Faith is by far the greatest theme in Beamer's book, and -- while she does not tend to invoke it unless asked -- she waxes thoughtfully on the topic. She keeps five Bibles around her house -- in her office, her bedroom, her bag -- and will occasionally quote meaningful passages from memory. In her book, Beamer writes of how her father's death when she was 15 shook her faith but ultimately made it stronger. She writes of the contrast between Todd's memorial service at their church and a service at Flight 93's crash site, near Shanksville, Pa., where she says there was "little if any direct reference to the power of God to sustain us. . . . [I]t struck me how hopeless the world is when God is factored out of the equation."

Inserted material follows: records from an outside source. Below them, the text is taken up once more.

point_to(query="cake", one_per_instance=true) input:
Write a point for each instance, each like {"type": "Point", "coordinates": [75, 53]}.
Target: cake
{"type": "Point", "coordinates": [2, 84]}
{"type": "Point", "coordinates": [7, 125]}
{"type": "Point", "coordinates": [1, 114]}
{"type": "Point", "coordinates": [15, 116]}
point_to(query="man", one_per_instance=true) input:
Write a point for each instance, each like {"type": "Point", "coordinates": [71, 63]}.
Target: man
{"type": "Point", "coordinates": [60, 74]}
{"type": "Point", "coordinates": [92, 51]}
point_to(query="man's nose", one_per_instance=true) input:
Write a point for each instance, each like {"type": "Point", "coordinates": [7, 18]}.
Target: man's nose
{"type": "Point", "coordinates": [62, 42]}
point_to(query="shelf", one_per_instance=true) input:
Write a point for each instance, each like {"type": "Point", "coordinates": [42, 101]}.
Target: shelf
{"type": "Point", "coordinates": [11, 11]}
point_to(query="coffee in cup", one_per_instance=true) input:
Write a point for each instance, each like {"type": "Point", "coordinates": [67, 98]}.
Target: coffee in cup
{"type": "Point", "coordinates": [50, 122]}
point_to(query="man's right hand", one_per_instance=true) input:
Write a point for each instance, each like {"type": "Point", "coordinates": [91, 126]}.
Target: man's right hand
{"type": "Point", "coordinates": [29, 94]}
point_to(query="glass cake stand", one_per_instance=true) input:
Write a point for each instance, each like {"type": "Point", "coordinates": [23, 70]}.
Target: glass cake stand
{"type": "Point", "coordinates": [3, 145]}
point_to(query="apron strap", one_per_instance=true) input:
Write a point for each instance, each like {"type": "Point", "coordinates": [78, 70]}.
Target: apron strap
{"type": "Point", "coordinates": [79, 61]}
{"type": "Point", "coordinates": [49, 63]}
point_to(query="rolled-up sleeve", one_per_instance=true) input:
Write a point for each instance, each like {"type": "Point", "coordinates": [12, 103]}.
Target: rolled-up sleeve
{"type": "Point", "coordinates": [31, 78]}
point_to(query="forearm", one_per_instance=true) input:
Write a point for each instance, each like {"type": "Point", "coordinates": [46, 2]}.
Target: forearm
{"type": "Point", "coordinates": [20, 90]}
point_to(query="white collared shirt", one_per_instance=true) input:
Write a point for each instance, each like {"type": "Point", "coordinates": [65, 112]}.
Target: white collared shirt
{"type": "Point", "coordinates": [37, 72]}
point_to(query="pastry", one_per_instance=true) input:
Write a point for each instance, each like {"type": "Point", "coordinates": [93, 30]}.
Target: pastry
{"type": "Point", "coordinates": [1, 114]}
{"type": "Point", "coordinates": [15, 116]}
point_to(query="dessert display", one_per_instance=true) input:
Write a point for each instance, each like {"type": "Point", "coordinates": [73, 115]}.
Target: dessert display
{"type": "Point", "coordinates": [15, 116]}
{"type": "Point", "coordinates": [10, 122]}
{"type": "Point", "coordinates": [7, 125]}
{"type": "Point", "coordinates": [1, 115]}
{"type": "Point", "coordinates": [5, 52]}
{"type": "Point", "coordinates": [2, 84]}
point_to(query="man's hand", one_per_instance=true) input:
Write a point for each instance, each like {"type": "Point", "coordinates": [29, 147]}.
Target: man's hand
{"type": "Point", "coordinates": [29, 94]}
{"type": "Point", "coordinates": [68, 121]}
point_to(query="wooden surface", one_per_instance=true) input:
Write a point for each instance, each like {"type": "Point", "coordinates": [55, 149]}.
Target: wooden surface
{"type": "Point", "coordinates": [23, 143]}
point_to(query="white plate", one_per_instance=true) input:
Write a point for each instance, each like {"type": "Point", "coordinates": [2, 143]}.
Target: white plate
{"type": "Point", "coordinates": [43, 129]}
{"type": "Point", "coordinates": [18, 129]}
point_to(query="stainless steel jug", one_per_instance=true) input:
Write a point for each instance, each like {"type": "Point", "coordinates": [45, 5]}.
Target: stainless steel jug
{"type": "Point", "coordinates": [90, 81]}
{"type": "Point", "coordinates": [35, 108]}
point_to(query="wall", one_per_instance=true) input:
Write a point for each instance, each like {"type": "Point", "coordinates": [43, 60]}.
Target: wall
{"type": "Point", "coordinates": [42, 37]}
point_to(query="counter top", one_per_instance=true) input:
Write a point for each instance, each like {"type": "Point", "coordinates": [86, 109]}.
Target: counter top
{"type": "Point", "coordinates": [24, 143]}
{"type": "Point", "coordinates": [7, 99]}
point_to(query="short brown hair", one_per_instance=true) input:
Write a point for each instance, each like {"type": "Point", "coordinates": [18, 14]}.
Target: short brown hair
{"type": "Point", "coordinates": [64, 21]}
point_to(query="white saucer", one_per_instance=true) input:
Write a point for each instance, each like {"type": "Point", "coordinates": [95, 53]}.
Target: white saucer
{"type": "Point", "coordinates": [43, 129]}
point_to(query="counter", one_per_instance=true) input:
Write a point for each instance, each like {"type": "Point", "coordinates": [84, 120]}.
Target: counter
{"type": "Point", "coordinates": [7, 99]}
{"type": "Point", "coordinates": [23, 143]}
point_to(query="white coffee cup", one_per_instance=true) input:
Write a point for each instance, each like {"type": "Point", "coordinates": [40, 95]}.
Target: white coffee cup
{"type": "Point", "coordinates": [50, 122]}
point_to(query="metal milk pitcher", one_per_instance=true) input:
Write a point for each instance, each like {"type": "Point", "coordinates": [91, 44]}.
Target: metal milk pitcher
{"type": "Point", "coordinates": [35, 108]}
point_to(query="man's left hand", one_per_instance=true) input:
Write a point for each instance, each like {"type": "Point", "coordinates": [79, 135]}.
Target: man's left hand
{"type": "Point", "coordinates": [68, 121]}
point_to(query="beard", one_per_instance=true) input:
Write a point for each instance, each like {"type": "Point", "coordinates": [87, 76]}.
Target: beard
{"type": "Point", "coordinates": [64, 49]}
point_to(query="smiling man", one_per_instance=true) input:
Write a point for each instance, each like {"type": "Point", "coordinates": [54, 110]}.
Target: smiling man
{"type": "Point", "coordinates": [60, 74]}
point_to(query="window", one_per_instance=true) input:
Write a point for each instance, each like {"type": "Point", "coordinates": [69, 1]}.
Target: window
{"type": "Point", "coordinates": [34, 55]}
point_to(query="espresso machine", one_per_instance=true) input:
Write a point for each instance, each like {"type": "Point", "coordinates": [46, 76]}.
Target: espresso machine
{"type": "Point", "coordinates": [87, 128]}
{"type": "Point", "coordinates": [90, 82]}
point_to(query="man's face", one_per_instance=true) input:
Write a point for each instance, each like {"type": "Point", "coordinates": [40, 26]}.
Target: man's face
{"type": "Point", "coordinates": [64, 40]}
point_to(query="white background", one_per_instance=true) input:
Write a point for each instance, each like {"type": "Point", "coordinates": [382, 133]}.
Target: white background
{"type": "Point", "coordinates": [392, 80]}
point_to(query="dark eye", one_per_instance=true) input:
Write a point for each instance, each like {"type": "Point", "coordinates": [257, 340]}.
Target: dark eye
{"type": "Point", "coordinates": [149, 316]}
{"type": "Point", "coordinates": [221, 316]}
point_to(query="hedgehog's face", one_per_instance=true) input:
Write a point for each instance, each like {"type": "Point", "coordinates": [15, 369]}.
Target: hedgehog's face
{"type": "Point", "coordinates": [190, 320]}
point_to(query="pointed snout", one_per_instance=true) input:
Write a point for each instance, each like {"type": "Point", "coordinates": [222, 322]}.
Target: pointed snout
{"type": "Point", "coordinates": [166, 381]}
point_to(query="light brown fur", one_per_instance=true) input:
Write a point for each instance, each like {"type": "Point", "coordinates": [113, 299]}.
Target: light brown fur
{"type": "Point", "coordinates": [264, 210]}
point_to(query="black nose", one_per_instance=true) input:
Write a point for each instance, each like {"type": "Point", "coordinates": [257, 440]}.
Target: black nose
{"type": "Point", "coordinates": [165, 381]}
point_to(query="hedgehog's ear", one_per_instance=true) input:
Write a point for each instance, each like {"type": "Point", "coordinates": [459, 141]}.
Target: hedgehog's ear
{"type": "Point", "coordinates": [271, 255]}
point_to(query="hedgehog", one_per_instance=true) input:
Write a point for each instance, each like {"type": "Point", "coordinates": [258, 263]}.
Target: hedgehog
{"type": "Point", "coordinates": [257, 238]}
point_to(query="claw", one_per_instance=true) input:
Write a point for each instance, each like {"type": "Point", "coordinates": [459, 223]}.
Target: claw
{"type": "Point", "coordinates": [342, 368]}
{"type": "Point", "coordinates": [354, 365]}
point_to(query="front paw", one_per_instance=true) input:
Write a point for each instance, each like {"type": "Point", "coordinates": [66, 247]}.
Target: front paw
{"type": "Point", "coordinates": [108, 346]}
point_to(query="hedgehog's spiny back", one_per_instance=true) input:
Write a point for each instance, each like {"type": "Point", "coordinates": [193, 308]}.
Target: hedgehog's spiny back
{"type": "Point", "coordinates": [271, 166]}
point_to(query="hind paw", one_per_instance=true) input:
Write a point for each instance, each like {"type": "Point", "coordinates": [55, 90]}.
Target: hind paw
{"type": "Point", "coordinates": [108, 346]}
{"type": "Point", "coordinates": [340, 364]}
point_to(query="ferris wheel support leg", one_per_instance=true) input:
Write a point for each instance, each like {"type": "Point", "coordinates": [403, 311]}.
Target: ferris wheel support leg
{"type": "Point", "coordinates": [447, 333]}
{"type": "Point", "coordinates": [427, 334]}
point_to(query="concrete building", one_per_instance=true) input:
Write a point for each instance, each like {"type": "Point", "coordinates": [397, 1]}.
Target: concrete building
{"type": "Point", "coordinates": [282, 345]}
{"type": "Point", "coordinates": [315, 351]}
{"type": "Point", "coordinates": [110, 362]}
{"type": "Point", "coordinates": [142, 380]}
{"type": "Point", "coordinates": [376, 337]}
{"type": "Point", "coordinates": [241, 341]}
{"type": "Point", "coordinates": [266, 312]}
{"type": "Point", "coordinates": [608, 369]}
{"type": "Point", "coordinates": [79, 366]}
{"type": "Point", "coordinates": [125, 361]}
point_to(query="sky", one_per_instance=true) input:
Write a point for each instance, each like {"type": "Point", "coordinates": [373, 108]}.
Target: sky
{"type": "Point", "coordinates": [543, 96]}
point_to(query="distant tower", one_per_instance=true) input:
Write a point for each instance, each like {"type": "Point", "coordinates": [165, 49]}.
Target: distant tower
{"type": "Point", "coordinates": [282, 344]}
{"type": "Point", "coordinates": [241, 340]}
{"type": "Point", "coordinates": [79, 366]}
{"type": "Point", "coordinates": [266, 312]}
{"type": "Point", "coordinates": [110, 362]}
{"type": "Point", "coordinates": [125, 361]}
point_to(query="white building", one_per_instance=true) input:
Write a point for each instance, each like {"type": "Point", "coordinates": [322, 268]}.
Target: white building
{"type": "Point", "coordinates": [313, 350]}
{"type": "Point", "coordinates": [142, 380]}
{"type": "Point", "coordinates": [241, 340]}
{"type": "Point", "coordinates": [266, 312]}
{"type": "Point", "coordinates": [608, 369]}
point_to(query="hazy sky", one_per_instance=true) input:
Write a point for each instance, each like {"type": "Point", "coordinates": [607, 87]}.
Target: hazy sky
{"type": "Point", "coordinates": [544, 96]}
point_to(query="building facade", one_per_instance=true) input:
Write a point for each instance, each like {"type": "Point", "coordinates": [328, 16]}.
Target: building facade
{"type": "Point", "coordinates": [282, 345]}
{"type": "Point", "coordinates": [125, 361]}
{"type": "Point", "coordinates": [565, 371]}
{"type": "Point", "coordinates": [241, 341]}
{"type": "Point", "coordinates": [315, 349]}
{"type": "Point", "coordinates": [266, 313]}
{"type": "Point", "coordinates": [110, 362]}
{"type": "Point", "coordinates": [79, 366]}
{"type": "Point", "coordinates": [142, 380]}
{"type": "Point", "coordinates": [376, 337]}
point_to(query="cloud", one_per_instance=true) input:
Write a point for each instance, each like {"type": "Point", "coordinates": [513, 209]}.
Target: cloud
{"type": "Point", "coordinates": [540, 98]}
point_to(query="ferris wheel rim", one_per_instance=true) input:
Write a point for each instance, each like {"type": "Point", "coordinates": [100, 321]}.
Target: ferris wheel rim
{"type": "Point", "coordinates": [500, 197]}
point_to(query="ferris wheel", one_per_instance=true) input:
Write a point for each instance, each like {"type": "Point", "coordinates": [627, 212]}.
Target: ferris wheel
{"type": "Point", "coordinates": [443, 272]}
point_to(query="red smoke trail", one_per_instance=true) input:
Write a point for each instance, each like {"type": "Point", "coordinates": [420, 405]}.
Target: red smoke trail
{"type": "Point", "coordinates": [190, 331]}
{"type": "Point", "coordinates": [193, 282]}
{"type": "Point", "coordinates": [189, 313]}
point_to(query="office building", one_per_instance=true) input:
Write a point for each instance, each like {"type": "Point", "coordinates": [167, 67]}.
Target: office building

It is faith that enables Beamer to believe there was a reason Todd was on that flight, and faith that enables her to have an attitude of forgiveness about what happened that day -- although she won't say straight-out that she forgives the hijackers. It is faith that allows her to recognize how American culture has packaged and sold nearly everything relating to Sept. 11, but to focus, instead, on the motivations of those buying T-shirts and bumper stickers to "bring some healing" to their lives.
It is, in short, faith that gets a young widow through what may be the hardest year of her life. And it is a desire for what Beamer has -- her poise, her calm, her strength, her certitude -- that draws an audience of about 175 people to the Books-A-Million in McLean for her book-signing.
Before her arrival, the line goes out the door. A first-grade teacher carries a sign that says "Todd Thank You!" Lisa Beamer stands for family, people say, for the values of middle America. Someone compares her to Jacqueline Kennedy -- the grieving widow, holding herself together, back straight as steel.
At last Beamer arrives. There is clapping. She has decided not to read from her book during the tour, partly because the experience would be too raw. "It was relatively easy to be vulnerable in a written form," she says, but reading aloud is another matter. So instead she makes small talk with the customers.
"You look so much smaller in person than you do on TV," says Bill Odom as Beamer smiles, squinting her blue eyes and scrunching her nose. He and his wife, Cathy, make their way toward the exit, Bill hefting a tall pile of 10 hardcovers. Many of them will be gifts.
"We think this is a message that needs to be shared," says Cathy. It is the message of Lisa Beamer.
"She brings to me a wholesomeness," says Bill. "The profession of her faith and the history of her Christianity."
"She's handled it with grace and courage," says Cathy. "She gives Christians a good name."
"And I'm in love with her," says Bill. Cathy smiles.
A woman with dark frizzy hair pulled to the back of her head approaches Beamer.
"The bracelet is beautiful," she says. "I just read about the bracelet."
It glitters from one of Beamer's wrists, diamonds set in stylized flowers made of white gold. Todd bought it for Lisa during the trip they took to Rome the week before he died. She wears it everywhere, although she worries about losing it. The thing is, the purchase was so unlike Todd. There they were in a foreign country, with no way to know if the jeweler was honest, no way to know if the appraisal was accurate. They hadn't planned on this expense, and both were fairly conservative with money, yet Todd bought the bracelet anyway. It was the same rare impulsiveness he showed when he decided -- after meeting Lisa once -- that he would marry her.
Todd and Lisa Beamer were a couple who planned ahead. In her book, Lisa writes that the two made lists of their goals and predicted their lives in 2010, 2030. They mapped out their futures together -- a future that would have included sons David and Drew, and daughter Morgan, born four months after Todd's death. Beamer's faith has anchored her during her mourning, but the belief that she will see Todd again in Heaven does not lessen the pain.
"Life used to be fun to plan," she says earlier that day at the hotel. "There used to be so many great things to look forward to."